Google Patent Data Analytics: viewing XML format patent bibliographic data

Monday 4 November 2013

viewing XML format patent bibliographic data

OK—you have obtained some bibliographic patent data in XML format from one of the available sources (see last week’s post). Now what?

You can inspect individual XML files with an XML file viewer. XML files consist of text only, so a text editor such as the Microsoft Windows Notepad utility will do. Here is a small portion of the USPTO’s XML file for US patent no. 8329177 as viewed in Notepad. You can see the descriptive tag pairs (e.g. <document-id></document-id>) encapsulating the information content, but the tags’ hierarchical structure isn’t readily apparent via Notepad.

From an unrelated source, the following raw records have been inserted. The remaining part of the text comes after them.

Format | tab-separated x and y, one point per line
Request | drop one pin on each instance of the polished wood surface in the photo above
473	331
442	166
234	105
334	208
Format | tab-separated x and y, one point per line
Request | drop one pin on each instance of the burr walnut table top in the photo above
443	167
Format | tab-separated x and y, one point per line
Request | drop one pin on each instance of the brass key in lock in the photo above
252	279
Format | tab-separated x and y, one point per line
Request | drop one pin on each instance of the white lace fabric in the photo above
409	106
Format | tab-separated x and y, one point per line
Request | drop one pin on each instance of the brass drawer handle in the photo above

The tags’ hierarchical structure is more apparent if we inspect the XML file with a spreadsheet program such as Microsoft Excel. Here is a small portion of the same XML file (i.e. US 8329177) as viewed in Excel.  The file has been converted into the familiar spreadsheet row/column format, with the tags appearing as column headings and the encapsulated information shown in rows beneath the respective headings. The conversion (or "flattening") process repeats information in some cells, as seen here.  The column headers have been narrowed to show more columns.   When viewed in Excel, the XML file for US 8329177 has 53 rows and 131 columns, so the worksheet has a total of 6,943 cells. However, the worksheet is rather sparse: only 2,408 of those cells contain information.

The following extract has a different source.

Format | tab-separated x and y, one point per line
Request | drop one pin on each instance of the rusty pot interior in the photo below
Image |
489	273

A web browser can also be used to inspect an XML file. Here is the same small portion of the XML file for US 8329177 shown above in Notepad, as viewed in Microsoft Internet Explorer. In this case, the tags’ hierarchical structure is made apparent by color highlighting and by hierarchical indentation levels. The encapsulated information is bolded.  This makes it somewhat easier to browse through the contents of a single XML file—if that is what you want to do.

None of this is very helpful, unless you are only interested in a particular XML file’s bibliographic patent data content and don’t mind manually inspecting and deciphering the file’s tagged information as outlined above. More generally, what we want to do is examine the information content of a number (preferably a very large number) of bibliographic patent data XML files in parallel. Future posts will delve into that topic.